VanHorne & Waverly explores artistic life in Mile End neighbourhood
Documentary portrays artists Radwan Moumneh, Glen LeMesurier and Rouge Lefevbre
This documentary follows three artists as they forge, mix/illuminate, perform and paint new works in one of Canada’s most densely populated artist communities. The post-industrial buildings at the intersection of VanHorne and Waverly in Montreal’s Mile End neighbourhood host a plethora of creative workspaces, home to some of the city’s most intriguing and successful artists.
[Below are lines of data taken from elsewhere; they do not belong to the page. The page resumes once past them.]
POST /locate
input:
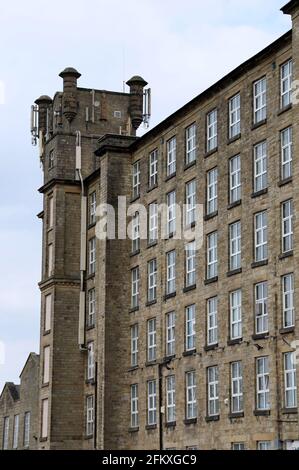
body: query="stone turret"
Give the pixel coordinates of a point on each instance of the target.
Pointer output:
(69, 106)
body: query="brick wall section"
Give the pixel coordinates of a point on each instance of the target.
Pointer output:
(25, 401)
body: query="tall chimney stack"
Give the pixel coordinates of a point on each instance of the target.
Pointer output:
(69, 106)
(136, 85)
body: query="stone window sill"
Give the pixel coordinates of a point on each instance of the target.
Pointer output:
(189, 288)
(285, 331)
(211, 347)
(258, 264)
(234, 342)
(234, 204)
(210, 419)
(211, 216)
(285, 181)
(132, 430)
(211, 281)
(262, 412)
(170, 425)
(287, 254)
(169, 296)
(256, 125)
(211, 152)
(259, 193)
(190, 165)
(233, 139)
(150, 303)
(192, 352)
(189, 421)
(173, 175)
(236, 415)
(234, 272)
(150, 427)
(285, 109)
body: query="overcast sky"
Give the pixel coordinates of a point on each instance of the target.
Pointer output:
(179, 47)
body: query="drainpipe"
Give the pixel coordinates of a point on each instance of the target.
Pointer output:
(161, 407)
(95, 431)
(81, 329)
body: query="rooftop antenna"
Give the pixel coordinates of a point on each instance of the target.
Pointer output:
(124, 69)
(34, 124)
(147, 106)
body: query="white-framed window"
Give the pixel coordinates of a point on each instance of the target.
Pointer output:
(213, 391)
(190, 144)
(261, 236)
(286, 140)
(135, 232)
(136, 179)
(92, 207)
(260, 100)
(153, 168)
(170, 399)
(261, 308)
(89, 415)
(171, 201)
(26, 440)
(90, 360)
(152, 280)
(45, 414)
(191, 401)
(212, 131)
(5, 432)
(236, 387)
(50, 259)
(134, 344)
(151, 340)
(286, 78)
(236, 314)
(234, 116)
(134, 406)
(262, 383)
(235, 246)
(15, 438)
(260, 166)
(264, 445)
(170, 334)
(212, 255)
(235, 179)
(135, 287)
(92, 256)
(288, 311)
(153, 222)
(46, 365)
(190, 257)
(190, 327)
(91, 307)
(212, 321)
(171, 156)
(170, 272)
(290, 380)
(238, 446)
(212, 191)
(51, 159)
(51, 211)
(151, 402)
(48, 312)
(190, 202)
(287, 225)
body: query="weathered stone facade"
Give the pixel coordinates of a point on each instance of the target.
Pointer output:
(19, 400)
(109, 150)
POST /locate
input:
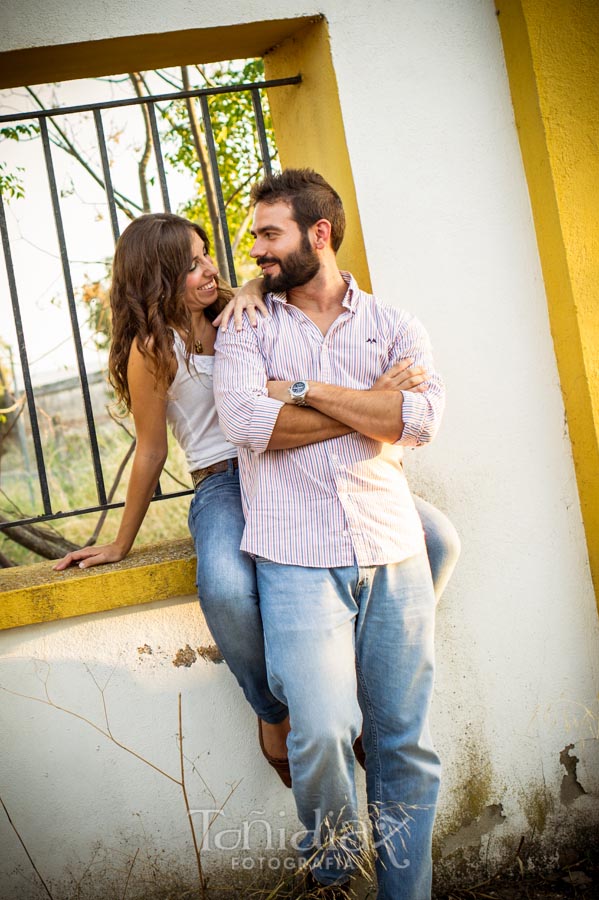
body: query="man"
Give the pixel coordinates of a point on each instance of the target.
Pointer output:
(345, 588)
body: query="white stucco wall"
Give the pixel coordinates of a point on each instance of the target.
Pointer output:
(449, 234)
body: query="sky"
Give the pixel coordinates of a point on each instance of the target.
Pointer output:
(32, 230)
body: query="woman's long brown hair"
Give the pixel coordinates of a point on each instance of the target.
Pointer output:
(151, 263)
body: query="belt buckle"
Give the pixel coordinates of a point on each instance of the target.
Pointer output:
(198, 476)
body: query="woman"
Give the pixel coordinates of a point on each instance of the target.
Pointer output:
(165, 296)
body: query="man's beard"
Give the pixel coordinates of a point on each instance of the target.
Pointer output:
(297, 269)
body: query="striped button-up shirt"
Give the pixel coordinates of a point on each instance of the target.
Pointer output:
(340, 501)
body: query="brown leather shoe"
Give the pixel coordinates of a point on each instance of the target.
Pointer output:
(330, 892)
(281, 766)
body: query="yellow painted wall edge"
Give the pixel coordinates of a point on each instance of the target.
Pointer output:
(309, 128)
(33, 594)
(552, 57)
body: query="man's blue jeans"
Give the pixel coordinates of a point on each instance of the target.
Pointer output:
(347, 645)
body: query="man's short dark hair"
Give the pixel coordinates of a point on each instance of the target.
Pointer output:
(310, 197)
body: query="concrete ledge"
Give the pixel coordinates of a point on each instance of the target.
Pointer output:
(32, 594)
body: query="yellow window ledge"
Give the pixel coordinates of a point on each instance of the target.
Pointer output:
(32, 594)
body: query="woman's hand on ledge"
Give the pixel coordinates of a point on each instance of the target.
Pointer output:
(91, 556)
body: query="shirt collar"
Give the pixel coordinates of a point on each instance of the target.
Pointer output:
(349, 301)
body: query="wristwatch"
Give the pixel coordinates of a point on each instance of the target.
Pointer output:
(298, 392)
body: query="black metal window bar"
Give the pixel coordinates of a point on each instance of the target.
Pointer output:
(41, 117)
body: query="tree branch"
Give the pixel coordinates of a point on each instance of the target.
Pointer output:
(119, 198)
(142, 165)
(202, 154)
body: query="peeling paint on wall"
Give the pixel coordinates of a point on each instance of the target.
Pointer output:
(570, 788)
(470, 835)
(185, 657)
(211, 653)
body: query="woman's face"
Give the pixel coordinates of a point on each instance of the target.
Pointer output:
(200, 286)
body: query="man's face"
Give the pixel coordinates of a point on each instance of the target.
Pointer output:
(284, 254)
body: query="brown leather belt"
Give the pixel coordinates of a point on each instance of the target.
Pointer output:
(200, 474)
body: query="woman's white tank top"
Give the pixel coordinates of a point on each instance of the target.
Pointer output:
(191, 413)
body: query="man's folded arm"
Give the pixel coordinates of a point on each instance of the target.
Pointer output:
(248, 416)
(394, 417)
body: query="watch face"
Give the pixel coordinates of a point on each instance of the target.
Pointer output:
(298, 389)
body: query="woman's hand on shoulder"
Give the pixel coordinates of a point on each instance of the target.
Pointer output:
(403, 376)
(248, 298)
(91, 556)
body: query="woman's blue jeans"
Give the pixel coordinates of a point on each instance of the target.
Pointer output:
(226, 580)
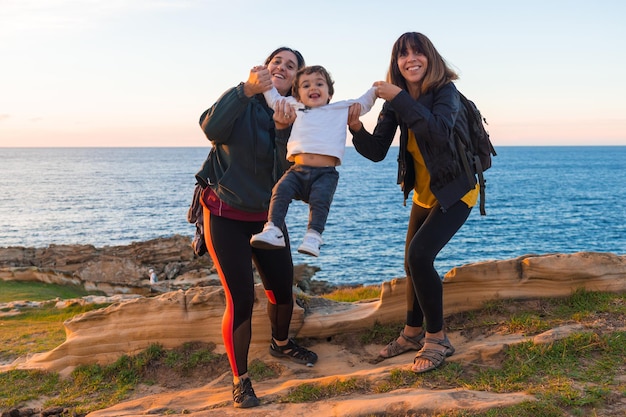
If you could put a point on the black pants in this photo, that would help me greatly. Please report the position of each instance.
(228, 242)
(428, 232)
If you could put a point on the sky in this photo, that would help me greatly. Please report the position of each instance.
(140, 72)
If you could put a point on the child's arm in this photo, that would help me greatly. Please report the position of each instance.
(367, 100)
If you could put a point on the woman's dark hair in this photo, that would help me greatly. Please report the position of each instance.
(284, 48)
(313, 69)
(437, 72)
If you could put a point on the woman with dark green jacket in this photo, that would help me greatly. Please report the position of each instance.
(245, 161)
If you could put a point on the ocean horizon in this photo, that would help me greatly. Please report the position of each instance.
(539, 200)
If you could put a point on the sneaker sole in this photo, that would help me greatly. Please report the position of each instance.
(259, 244)
(296, 360)
(248, 403)
(307, 252)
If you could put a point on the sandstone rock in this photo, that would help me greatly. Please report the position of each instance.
(195, 314)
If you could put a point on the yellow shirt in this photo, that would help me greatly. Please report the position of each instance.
(422, 195)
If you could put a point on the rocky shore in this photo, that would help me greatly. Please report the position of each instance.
(190, 296)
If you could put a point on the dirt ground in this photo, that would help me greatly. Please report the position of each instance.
(473, 335)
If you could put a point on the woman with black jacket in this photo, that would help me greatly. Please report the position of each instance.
(424, 103)
(245, 161)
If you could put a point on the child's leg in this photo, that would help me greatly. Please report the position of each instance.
(288, 187)
(323, 187)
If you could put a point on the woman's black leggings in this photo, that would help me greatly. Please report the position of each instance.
(428, 232)
(228, 242)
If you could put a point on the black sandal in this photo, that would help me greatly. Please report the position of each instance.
(413, 343)
(294, 352)
(435, 356)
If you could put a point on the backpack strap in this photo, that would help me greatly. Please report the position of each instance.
(468, 171)
(481, 183)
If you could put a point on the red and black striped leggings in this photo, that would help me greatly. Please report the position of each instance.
(228, 242)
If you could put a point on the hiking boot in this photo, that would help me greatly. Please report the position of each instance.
(270, 238)
(294, 352)
(243, 394)
(311, 243)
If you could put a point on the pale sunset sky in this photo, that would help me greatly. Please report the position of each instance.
(140, 72)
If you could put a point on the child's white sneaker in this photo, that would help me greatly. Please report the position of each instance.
(311, 243)
(270, 238)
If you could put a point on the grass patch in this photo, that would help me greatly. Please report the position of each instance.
(39, 291)
(36, 330)
(93, 387)
(350, 295)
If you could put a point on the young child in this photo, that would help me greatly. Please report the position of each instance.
(316, 146)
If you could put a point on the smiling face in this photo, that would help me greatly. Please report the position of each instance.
(283, 67)
(313, 87)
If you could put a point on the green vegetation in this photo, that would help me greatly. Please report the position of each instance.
(354, 294)
(38, 291)
(92, 387)
(580, 375)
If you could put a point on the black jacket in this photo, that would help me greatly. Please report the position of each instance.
(246, 158)
(432, 118)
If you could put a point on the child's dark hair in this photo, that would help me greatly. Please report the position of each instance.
(312, 69)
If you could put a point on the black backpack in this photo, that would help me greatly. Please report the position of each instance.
(475, 149)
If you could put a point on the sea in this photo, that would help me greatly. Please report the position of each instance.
(539, 200)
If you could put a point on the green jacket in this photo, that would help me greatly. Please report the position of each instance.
(246, 158)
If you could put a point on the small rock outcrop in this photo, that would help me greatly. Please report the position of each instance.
(195, 314)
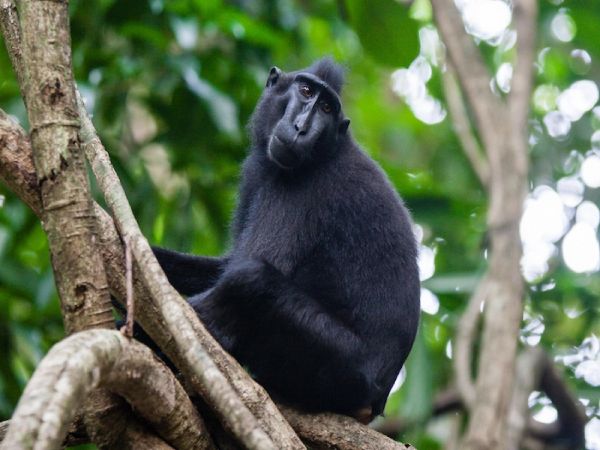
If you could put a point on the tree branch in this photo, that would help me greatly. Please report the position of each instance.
(198, 366)
(332, 431)
(68, 217)
(465, 337)
(462, 128)
(253, 395)
(472, 73)
(101, 358)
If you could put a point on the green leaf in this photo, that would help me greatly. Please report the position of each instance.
(386, 30)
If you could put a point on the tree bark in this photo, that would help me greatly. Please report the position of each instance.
(102, 358)
(68, 218)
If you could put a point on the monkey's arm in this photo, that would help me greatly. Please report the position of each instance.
(261, 293)
(189, 274)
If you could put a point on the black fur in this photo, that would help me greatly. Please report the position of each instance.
(319, 295)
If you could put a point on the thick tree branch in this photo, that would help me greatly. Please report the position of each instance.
(17, 172)
(101, 358)
(332, 431)
(148, 314)
(9, 24)
(68, 217)
(198, 366)
(506, 148)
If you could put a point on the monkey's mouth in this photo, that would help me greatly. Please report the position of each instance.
(282, 154)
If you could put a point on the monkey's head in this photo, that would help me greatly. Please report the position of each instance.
(299, 118)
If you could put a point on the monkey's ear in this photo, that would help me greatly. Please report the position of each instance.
(344, 126)
(273, 76)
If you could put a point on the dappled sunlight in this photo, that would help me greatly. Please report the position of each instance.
(485, 19)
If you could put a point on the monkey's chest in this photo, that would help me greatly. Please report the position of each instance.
(279, 229)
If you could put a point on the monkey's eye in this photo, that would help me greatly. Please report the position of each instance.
(326, 107)
(306, 90)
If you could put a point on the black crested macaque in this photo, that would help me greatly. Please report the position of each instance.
(319, 294)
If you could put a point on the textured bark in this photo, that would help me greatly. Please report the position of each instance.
(183, 326)
(103, 358)
(149, 316)
(332, 431)
(68, 217)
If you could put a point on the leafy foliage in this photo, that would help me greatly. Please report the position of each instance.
(171, 85)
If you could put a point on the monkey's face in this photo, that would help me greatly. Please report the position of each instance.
(308, 120)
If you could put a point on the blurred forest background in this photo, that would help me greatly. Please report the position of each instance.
(171, 85)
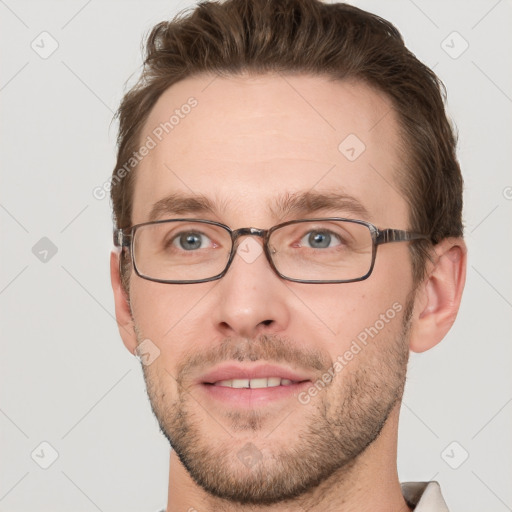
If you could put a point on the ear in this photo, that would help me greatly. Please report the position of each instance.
(121, 299)
(438, 296)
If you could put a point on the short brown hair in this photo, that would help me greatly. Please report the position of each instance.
(307, 36)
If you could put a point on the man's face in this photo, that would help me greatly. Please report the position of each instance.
(246, 144)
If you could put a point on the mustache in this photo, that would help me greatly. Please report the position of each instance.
(270, 348)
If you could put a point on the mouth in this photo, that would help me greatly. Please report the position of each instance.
(249, 386)
(258, 383)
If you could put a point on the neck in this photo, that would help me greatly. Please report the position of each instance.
(370, 483)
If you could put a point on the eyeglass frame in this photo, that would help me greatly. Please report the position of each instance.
(124, 238)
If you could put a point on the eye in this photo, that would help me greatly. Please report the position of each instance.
(320, 239)
(190, 241)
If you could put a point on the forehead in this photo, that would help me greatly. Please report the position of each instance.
(249, 142)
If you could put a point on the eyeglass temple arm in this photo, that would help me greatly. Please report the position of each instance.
(397, 235)
(121, 239)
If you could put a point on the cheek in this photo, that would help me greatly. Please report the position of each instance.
(165, 312)
(351, 309)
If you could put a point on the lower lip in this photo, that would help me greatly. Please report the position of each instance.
(249, 397)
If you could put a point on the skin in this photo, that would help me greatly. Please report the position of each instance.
(250, 139)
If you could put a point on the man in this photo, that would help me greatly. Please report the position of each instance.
(275, 357)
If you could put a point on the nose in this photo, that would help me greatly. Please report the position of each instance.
(250, 299)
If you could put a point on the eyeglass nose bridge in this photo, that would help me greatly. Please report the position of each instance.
(237, 233)
(250, 231)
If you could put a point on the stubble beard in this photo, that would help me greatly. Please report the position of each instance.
(335, 428)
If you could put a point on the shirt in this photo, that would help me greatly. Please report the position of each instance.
(421, 497)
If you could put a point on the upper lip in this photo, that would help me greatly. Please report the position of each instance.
(231, 371)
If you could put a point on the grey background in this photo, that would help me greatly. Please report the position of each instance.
(65, 376)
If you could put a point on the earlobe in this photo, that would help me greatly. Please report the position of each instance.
(122, 307)
(438, 297)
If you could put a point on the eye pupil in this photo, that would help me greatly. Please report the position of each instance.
(190, 241)
(319, 239)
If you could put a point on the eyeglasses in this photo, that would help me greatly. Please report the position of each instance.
(325, 250)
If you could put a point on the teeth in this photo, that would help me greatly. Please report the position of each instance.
(269, 382)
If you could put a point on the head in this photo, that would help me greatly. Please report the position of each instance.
(245, 110)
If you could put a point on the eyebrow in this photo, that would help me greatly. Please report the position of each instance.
(287, 205)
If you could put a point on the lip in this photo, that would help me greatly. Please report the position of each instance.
(231, 371)
(248, 398)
Meet three of the neighbourhood’s mainstay creators: installation artist/sculptor Glen Lemesurier, Beirut-born musician/performance artist Radwan Moumneh, and visual artist Rouge Lefebvre, who spent much of her childhood dancing for Les Grands Ballets Canadiens.
The film is set primarily in and around the Jardin du Crépuscule, a sculpture garden in an abandoned lot that is currently being "squatted" by over 50 statues.
As the threat of new real estate development encroaches on this "green" neighbourhood space, filmmaker/sustainability consultant Geneva Guerin tells the story of how these and other artists have come together to transform the northern limits of Mile End from a bleak row of industrial warehouses to an active creative hub and community gathering-space. Plateau-Mont-Royal borough councillor Richard Ryan provides some complimentary backstory about the Mile End and how it evolved to become such an artist’s haven.
It features performances by Jerusalem in My Heart, harpist Sarah Pagé (Barr Brothers) and saxophonist Jason Sharp.